Did you know a petroleum by-product from making gasoline commonly contaminates cooking oil? Without being listed in the ingredients… I know it’s a little hard to believe. It was for me too.
A close friend and I got together for a cooking night at my house. Kind of a girls night in – fun and food were plenty. That night we were whipping up some Italian food. She asked what kind of olive oil we were using. I wasn’t sure what she was asking me… olive oil is olive oil – right?
Then she shared some crazy information with me. Turns out all oils are not created equally. To save a buck –manufacturers are contaminating oil with dangerous gasoline by-products. Disgusting! I was appalled and horrified! What was I feeding to my family? I was done playing the fool! I vowed to never make the same mistake again. I will make sure you learn from my mistake – keep reading to find out.
You’ll learn what type of oils are best and 3 simple ways to find 100% pure oils for your family. It’s much simpler than it sounds!
Expeller Pressed Vs. Chemical Extraction
Oils are made by extracting oil from a specific part of a plant such as the seed or fruit. There are two ways for the oil to be removed.
Expeller pressed which is a fancy way of saying they squeeze it or press the plant, nut, or seed until the oil comes out. This is the old-fashioned way – and the safest. Expeller pressing oils is a more expensive process. More labor is required and less oil is extracted.
Chemically extracted means oil is extracted with a chemical called hexane. When you see a cold pressed oil, it’s a good thing. Manually pressing the oil out causes heat. Temperature controlled extraction prevents the oil from going rancid quickly. Chemical extraction is easier and cheaper for manufacturers. For you, it could have disastrous effects on your health as it has Hexane.
What Is Hexane?
Hexane is a solvent or cleaner; often used as paint thinner. It’s a petroleum by-product of making gasoline.1
The agency for toxic substances and disease registry defines Hexane, “n-Hexane is a chemical made from crude oil. Pure n-Hexane is a colorless liquid with a slightly disagreeable odor. It is highly flammable, and its vapors can be explosive. It’s commonly used as paint thinner, a solvent, and to make glue, varnish, and ink.”2
Hexane’s effects on humans from the US National Library of Medicine says Acute (short-term) inhalation exposure of humans to high levels of hexane causes mild central nervous system (CNS) effects, including dizziness, giddiness, slight nausea, and headache. Chronic (long-term) exposure to hexane in the air is associated with polyneuropathy in humans, with numbness in the extremities, muscular weakness, blurred vision, headache, and fatigue observed. Neurotoxic effects have also been exhibited in rats.3
The EPA approved hexane’s use to extract oil, even in cooking oils.
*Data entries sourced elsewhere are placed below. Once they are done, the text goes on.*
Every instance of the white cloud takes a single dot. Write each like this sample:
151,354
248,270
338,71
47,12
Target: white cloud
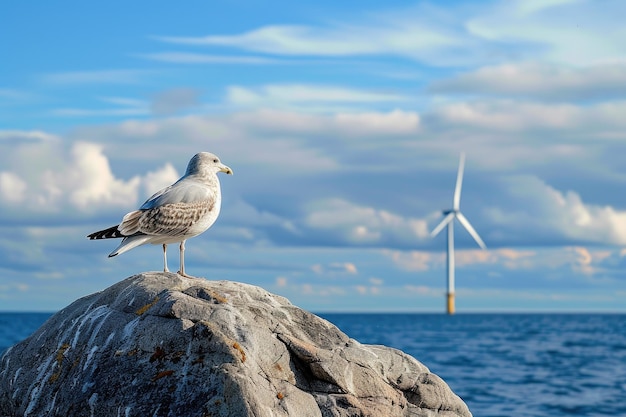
538,209
88,180
12,187
285,94
155,180
174,100
335,268
363,225
533,79
414,38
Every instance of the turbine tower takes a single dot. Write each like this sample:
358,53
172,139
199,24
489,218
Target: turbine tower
448,220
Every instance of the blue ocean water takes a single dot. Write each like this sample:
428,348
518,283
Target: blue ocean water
502,365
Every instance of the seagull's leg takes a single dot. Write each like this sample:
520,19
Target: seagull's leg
182,260
165,269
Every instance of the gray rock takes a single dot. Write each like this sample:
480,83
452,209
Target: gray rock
158,344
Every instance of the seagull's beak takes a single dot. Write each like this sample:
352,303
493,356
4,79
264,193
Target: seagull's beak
226,169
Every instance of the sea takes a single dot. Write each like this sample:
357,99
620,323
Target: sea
501,365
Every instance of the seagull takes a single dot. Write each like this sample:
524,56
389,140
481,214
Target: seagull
178,212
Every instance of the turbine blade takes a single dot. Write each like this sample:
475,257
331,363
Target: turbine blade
459,183
443,224
463,220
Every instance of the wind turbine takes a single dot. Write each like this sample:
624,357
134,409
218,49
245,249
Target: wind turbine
448,220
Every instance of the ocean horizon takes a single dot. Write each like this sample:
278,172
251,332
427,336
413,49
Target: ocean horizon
501,364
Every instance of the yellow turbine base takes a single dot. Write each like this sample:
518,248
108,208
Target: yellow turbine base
450,303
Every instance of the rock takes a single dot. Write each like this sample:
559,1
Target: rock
158,344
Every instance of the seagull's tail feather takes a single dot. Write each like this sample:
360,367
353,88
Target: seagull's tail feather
130,242
110,233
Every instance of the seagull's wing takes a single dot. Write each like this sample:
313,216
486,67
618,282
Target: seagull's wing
184,190
171,211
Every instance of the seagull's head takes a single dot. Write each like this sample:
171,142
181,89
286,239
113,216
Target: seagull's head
205,163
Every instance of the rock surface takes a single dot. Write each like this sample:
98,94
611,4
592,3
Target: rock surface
158,344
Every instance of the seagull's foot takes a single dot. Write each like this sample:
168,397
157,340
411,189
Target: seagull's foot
182,274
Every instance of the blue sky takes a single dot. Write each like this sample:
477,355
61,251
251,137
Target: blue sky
343,123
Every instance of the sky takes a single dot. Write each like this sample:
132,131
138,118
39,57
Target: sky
343,123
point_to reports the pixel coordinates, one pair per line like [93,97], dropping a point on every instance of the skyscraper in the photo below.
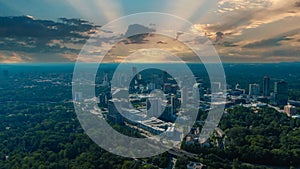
[154,107]
[281,92]
[266,86]
[254,90]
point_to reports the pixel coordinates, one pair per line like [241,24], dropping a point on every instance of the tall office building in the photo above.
[254,90]
[266,86]
[78,96]
[113,113]
[154,107]
[198,89]
[281,93]
[134,71]
[184,96]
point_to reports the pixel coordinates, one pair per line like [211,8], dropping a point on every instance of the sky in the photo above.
[240,30]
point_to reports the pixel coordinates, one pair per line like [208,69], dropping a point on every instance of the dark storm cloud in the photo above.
[267,43]
[25,34]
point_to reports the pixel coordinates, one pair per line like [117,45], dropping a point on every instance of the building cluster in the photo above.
[155,113]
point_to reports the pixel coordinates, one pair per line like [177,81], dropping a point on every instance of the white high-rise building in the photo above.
[254,90]
[154,107]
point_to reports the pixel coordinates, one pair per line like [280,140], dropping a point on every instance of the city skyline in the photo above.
[241,31]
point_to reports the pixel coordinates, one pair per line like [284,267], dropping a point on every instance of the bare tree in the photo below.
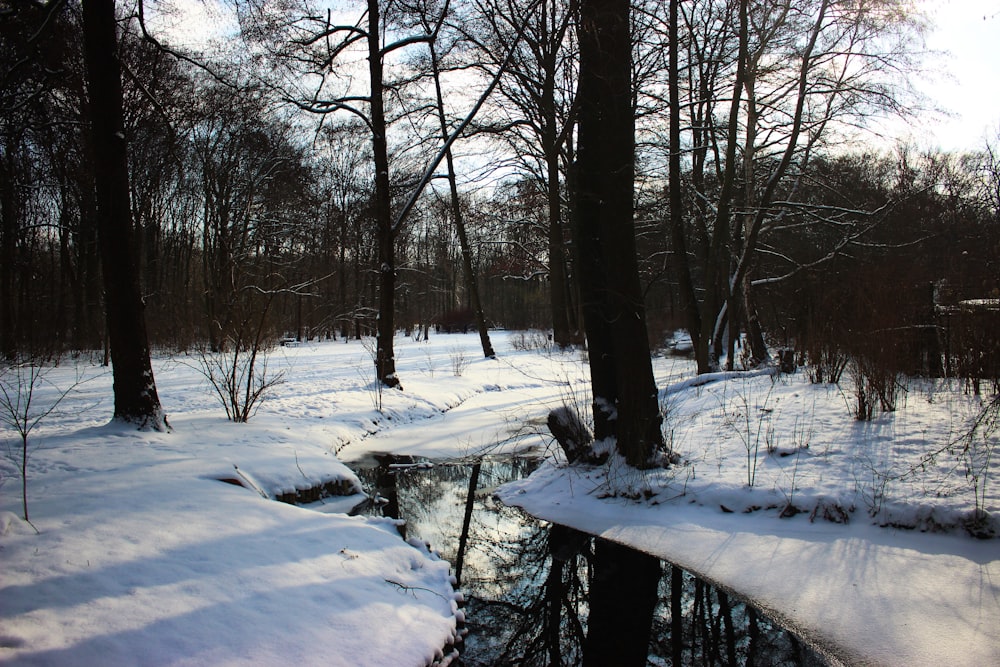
[22,410]
[136,400]
[792,76]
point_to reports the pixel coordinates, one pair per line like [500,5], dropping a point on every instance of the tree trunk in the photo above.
[136,400]
[624,589]
[385,360]
[614,313]
[8,247]
[471,279]
[689,301]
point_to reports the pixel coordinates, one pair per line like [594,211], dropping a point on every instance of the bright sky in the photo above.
[966,84]
[960,81]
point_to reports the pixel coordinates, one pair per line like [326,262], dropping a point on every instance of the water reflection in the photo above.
[529,585]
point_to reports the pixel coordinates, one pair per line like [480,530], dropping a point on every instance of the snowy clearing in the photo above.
[143,556]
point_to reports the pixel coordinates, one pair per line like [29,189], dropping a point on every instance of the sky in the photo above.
[965,31]
[958,81]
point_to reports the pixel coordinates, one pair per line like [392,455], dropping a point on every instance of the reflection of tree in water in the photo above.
[526,583]
[717,629]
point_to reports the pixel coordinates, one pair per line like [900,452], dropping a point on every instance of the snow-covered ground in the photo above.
[144,557]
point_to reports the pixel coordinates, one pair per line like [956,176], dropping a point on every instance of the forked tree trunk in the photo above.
[385,329]
[136,400]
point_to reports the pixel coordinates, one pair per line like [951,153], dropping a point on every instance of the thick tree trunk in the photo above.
[614,313]
[136,400]
[385,360]
[624,588]
[8,247]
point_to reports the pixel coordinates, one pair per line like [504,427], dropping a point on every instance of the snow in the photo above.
[144,557]
[873,568]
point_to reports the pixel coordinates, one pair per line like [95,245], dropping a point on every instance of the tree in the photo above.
[533,42]
[789,77]
[433,27]
[625,397]
[136,400]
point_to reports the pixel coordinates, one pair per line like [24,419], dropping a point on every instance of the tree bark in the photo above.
[136,400]
[614,313]
[385,360]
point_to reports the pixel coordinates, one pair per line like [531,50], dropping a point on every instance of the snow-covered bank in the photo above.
[862,590]
[145,557]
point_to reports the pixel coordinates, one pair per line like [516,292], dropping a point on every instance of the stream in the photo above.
[527,582]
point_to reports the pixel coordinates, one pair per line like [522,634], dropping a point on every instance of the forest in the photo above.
[322,172]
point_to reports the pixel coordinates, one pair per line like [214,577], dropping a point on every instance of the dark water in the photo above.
[528,583]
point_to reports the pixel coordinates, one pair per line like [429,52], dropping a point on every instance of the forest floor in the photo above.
[854,532]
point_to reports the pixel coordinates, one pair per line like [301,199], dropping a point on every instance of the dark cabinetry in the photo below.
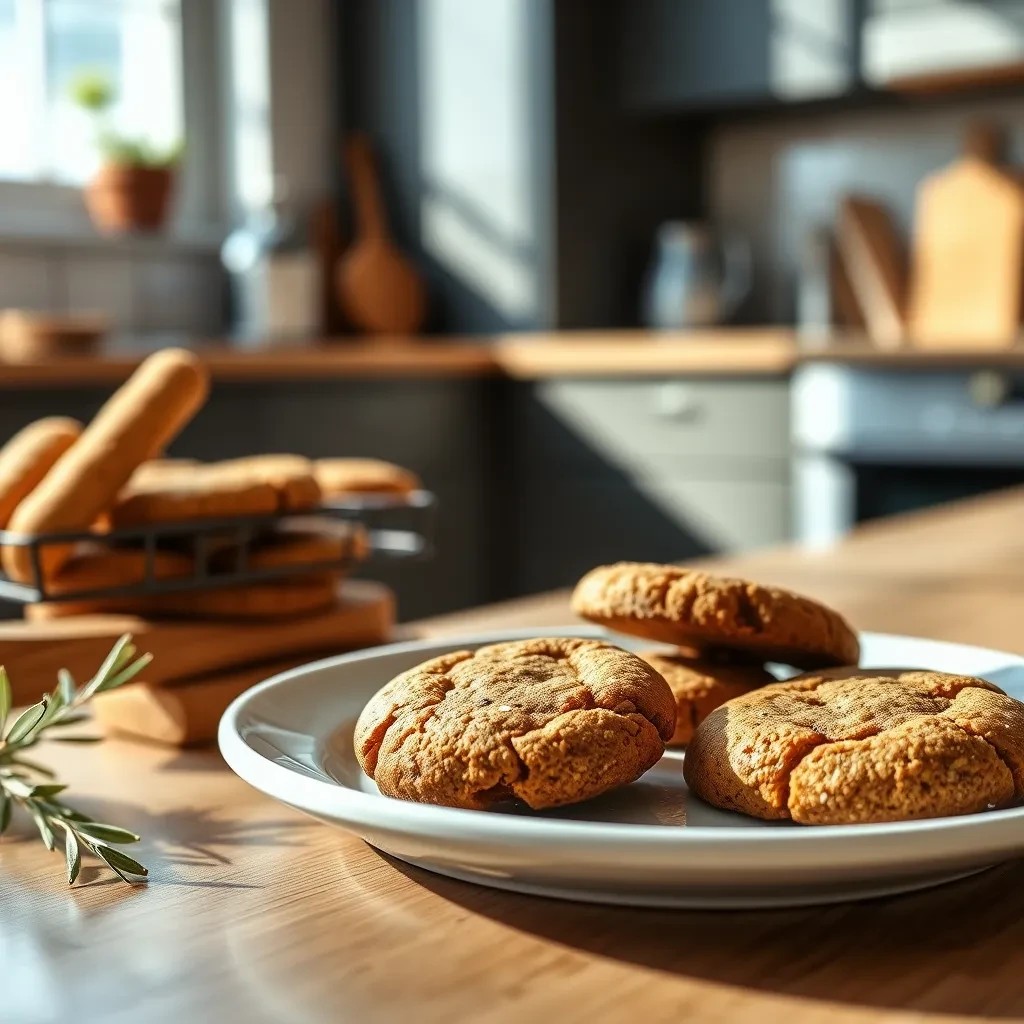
[702,54]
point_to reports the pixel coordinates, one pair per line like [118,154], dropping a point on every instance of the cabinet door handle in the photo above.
[678,401]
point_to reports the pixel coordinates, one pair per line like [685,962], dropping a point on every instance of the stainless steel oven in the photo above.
[870,442]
Even more alarming, the cooking oil is not tested to determine the amount of hexane in the final product.
Beware! Sounds like manufacturers are trying to hide something. And the EPA does not have our backs. Since hexane is being used during the extraction process it does not need to be listed on the label. Manufacturers can label the oil as 100% pure.
Ways To Find A Hexane-Free Oil
It’s pretty simple to tell if your cooking oil is contaminated with hexane.
- Look for expeller pressed or cold pressed on the label. They should be hexane-free. Manufacturers who take the time to expeller press their oil are typically proud of it. They will clearly display expeller pressed on their packaging.
- Look for “hexane-free” on the label. It is pretty easy to find if labeled as hexane-free. Manufacturers see the value in hexane-free oils for consumers and clearly, label them.
If everything fails, contact the manufacturer. You can call, email, or connect via social media. In my research, I’m yet to take this step – it’s the last resort.
If your current oil is not labeled hexane-free or expeller pressed, buy a hexane-free brand next time. Common oils where hexane is used include soybean oil, canola oil, olive oil, peanut oil, and corn oil. Hexane is used in just about any oil you can buy so READ THE LABEL!
Processed foods typically use the least expensive ingredients. Expect processed foods to have an abundance of hexane-extracted oils. If you eat a lot of processed foods read your labels carefully! Better yet avoid the processed junk.